Resros  ―遺物―

 日は既に中天を過ぎ、傾きかけた日差しが柔らかい反射光として森の中に降り注いでいた。
 リオは観察の場を移し、今度は泉の傍に鎮座している大岩に生えている苔を検めていた。表層に生えている苔たちがちょうど花を咲かせている。この大岩はどうやら蛇紋岩のようだと彼は検討をつけた。
 表から見た時は気が付かなかったが、裏から見ると大岩には頑張れば人ひとり通れそうなくらいの、大きな亀裂が走っている。側に泉もあることだし、水の侵食で割れたものだろうか。遠くから見ると、ひび割れた卵のように見えなくもない。亀裂の中には、細かい苔がびっしりと生えていて、地衣類の生命力の強さを感じさせる。

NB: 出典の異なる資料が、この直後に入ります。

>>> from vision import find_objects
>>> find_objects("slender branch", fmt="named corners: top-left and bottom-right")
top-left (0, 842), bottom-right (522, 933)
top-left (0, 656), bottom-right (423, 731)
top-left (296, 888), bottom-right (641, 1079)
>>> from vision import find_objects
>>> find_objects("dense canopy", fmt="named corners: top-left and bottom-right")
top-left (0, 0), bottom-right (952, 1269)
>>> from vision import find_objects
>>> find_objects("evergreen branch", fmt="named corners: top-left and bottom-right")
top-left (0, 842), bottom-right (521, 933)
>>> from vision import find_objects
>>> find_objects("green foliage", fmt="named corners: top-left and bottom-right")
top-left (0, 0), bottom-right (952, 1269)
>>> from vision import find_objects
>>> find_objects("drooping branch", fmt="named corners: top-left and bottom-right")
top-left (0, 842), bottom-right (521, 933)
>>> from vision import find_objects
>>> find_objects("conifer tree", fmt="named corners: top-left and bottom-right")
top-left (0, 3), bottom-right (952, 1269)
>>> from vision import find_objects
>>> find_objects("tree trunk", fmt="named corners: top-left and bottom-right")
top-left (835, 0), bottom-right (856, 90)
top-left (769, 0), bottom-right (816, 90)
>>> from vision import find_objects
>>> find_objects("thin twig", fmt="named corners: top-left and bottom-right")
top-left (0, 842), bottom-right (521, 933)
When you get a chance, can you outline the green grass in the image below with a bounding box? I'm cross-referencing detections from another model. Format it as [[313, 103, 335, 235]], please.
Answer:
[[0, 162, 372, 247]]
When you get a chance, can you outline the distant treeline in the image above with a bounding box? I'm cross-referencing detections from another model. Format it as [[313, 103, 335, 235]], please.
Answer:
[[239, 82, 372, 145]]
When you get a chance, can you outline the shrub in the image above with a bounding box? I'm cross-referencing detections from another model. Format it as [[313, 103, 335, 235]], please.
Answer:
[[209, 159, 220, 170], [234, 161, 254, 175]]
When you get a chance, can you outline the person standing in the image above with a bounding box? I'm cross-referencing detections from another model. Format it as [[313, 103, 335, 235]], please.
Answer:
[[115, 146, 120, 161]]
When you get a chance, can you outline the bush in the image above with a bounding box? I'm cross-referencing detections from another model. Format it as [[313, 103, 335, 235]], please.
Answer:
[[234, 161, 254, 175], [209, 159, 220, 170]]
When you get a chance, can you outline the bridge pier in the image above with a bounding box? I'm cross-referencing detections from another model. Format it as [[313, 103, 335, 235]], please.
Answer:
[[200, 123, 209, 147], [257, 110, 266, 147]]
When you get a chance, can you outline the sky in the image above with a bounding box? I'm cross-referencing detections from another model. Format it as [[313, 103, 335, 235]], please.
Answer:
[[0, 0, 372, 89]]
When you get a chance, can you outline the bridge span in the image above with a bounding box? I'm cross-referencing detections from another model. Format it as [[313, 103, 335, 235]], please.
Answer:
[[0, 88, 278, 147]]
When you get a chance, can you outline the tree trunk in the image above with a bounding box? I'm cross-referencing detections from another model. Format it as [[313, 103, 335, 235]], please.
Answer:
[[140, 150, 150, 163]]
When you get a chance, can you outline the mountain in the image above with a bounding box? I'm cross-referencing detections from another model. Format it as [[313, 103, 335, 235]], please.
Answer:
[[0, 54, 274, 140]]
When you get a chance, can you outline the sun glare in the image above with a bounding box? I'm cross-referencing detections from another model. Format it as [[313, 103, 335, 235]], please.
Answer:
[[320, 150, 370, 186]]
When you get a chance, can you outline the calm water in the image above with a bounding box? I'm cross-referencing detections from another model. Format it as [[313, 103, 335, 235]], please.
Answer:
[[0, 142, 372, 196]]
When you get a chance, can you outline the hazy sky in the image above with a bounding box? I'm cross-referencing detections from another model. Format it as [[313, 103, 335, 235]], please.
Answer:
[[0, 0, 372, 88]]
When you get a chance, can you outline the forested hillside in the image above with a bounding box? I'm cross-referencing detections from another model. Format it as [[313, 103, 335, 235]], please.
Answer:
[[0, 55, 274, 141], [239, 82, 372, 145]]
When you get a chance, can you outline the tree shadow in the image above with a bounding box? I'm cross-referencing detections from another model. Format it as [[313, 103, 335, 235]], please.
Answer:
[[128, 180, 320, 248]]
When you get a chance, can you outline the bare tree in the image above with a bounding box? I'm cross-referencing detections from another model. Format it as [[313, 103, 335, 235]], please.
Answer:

 リオはこの苔に目をつけた。前に一度、よく似たものを見たことがある。今はもう衰えた、古い生命力の残滓――強い死の瘴気が残った場所の指標としてよく利用されるサンゲソウだ。旧く巨大な死は、長期にわたって新しい生命を拒む。だから、瘴気の環境下でも生育できる生命は非常に限られる。サンゲソウはそのひとつだ。そして、リオが探している目的のもののひとつでもあった。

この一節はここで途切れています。